Meski demikian, kehidupan rumah tangga Sayyidah Aisyah dan Nabi Muhammad juga mengalami gelombang persoalan. Tidak romantis terus-terusan dan berjalan tanpa masalah. Karena cemburu, hoaks, hingga persoalan ekonomi menjadi bumbu rumah tangga mereka berdua. 

Sayyidah Aisyah menegaskan bahwa dirinya tidak pernah cemburu dengan istri-istri Nabi yang lainnya, kecuali Sayyidah Khadijah. Karena meskipun Sayyidah Khadijah sudah tiada, Nabi Muhammad masih sering menyebutnya. Beliau juga selalu bersemangat ketika bertemu dengan sahabat atau benda yang pernah dikenakan Khadijah.

Di sisi lain, Sayyidah Aisyah menjadi sumber kecemburuan bagi istri-istri Nabi yang lainnya. Bagaimana tidak, para sahabat sering kali memberi Nabi hadiah ketika beliau berada di rumah Aisyah. Sementara ketika di rumah istrinya yang lain, tidak. Atas hal itu, Ummu Salamah—yang mewakili ummul mukminin lainnya—mengadu kepada Nabi. Ia minta kepada Nabi agar memerintahkan orang-orang tidak hanya memberi hadiah ketika beliau berada di rumah Aisyah saja, tetapi juga ketika di rumah istrinya yang lain. 

"Hai Ummu Salamah, janganlah engkau sakiti aku dalam urusan Aisyah. Sebab, demi Allah, tidak ada wahyu yang turun kepadaku saat aku berada dalam selimut seorang istri di antara kalian kecuali dia," jawab Nabi.
 
Persoalan nafkah juga menjadi bumbu bahtera rumah tangga Nabi. Jadi suatu ketika, diceritakan Said Ramadhan al-Buthy dalam Sayyidah Aisyah (2019), istri-istri Nabi—termasuk Sayyidah Aisyah—menemui Nabi Muhammad dan meminta tambahan nafkah. Mereka mengadu perihal kehidupan mereka yang sangat berat. Bahkan, Sayyidah Aisyah bercerita bahwa pernah suatu waktu dirinya tidak pernah melihat nyala api di rumah para istri Nabi Muhammad selama tiga bulan. Dalam kurun waktu itu, mereka bertahan hidup dengan kurma dan air saja.

Kesempitan hidup itulah yang memberikan mereka untuk mengadu kepada Nabi. Meminta tambahan nafkah untuk menghias diri dan berpakaian yang lebih layak. Mendengar tuntutan tersebut, Nabi Muhammad marah.

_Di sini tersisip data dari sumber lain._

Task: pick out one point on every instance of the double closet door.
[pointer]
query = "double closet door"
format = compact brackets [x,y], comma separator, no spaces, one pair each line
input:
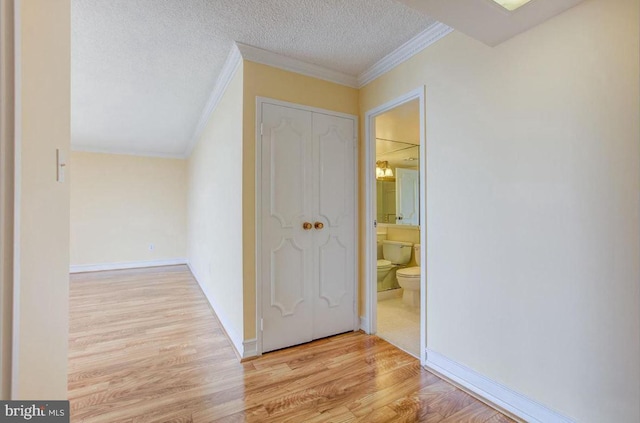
[307,225]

Beliau kemudian menundukkan wajah dan tidak menemui mereka untuk beberapa saat. Hingga turun wahyu dari Allah QS. al-Ahzab ayat 28 hingga 29:

"Hai Nabi, katakanlah kepada istri-istrimu: jika kalian menginginkan kehidupan dunia dan perhiasaannya, marilah supaya kuberikan kepadamu mut’ah dan kuceraikan kamu dengan cara yang baik. Dan jika kalian menghendaki (ridha) Allah dan Rasul-Nya serta (kesenangan) di negeri akhirat maka sesungguhnya Allah menyediakan bagi siapa saja yang berbuat baik di antara kalian pahala yang besar."
 
Nabi Muhammad langsung mengumpulkan istri-istrinya dan membacakan ayat tersebut. Mereka disuruh memilih: hidup sederhana bersama beliau atau diceraikan secara baik-baik agar mereka memperoleh nafkah yang lebih banyak. Sebetulnya Nabi Muhammad memberi waktu kepada para istrinya untuk memikirkan dan memutuskan hal itu. Namun Sayyidah Aisyah tanpa ragu dan pikir panjang langsung memilih yang pertama, yakni tetap hidup bersama Nabi Muhammad. Keputusan ini kemudian diikuti istri Nabi yang lainnya.

Fitnah atau kabar bohong (hadits al-ifki) juga pernah mengganggu kehidupan rumah tangga Sayyidah Aisyah dan Nabi Muhammad. Dikisahkan, sepulang dari Bani Musthaliq pasukan umat Islam berhenti di suatu wilayah—beberepa kilometer dari Madinah—untuk beristirahat. Ketika malam tiba, Sayyidah Aisyah minta izin keluar dari sekedupnya untuk buang hajat. Tak lama kemudian, dia menyadari kalai kalungnya hilang, tidak ada lagi di lehernya. Ia kemudian turun dari sekedupnya dan kembali ke tempat dia buang hajat untuk mencari kalungnya.

Ia cukup lama mencari kalung di tempat itu. Hingga ketika dia kembali ke tempat umat Islam beristirahat, mereka sudah tidak ada. Mereka sudah melanjutkan perjalanan, tanpa menyadari bahwa Sayyidah Aisyah tidak ada di sekedupnya. Ia menunggi hingga kemudian ketiduran. Menjelang waktu subuh, Shafwan ibn Muaththal yang bertugas sebagai petugas penyapu—bertugas memungut barang-barang pasukan umat Islam yang kececer dan jatuh- menemukan Sayyidah Aisyah. Singkat cerita, Shafwan mengantar Sayyidah Aisyah hingga bertemu dengan rombongan pasukan umat Islam yang baru saja memasuki Kota Madinah.

Kejadian ini dimanfaatkan betul oleh musuh-musuh Nabi Muhammad. Mereka menuduh Sayyidah Aisyah—yang datang terlambat dan tidak bersama rombongan pasukan umat Islam—telah melakukan perselingkuhan dengan Shafwan. Salah seorang yang paling getol menghembuskan kabar dusta tersebut adalah Abdullah bin Ubay bin Salul. 

Hal itu cukup mengganggu kehidupan rumah tangga Sayyidah Aisyah dengan Nabi Muhammad. Tidak seperti biasanya, Nabi Muhammad bersikap dingin kepada Sayyidah Aisyah setelah kabar dusta tersebut tersebar luas. Bahkan, Nabi Muhammad sampai mengumpulkan para sahabatnya untuk mendiskusikan apa dan bagaimana seharusnya beliau menghadapi hal itu. 

Sebulan berlalu, Allah membela dan menyucikan Sayyidah Aisyah dari segala tuduhan yang tidak benar tersebut dengan menurunkan QS an-Nur ayat 11 hingga 21. Barangkali ini merupakan salah satu kisah paling masyhur terkait dengan Sayyidah Aisyah.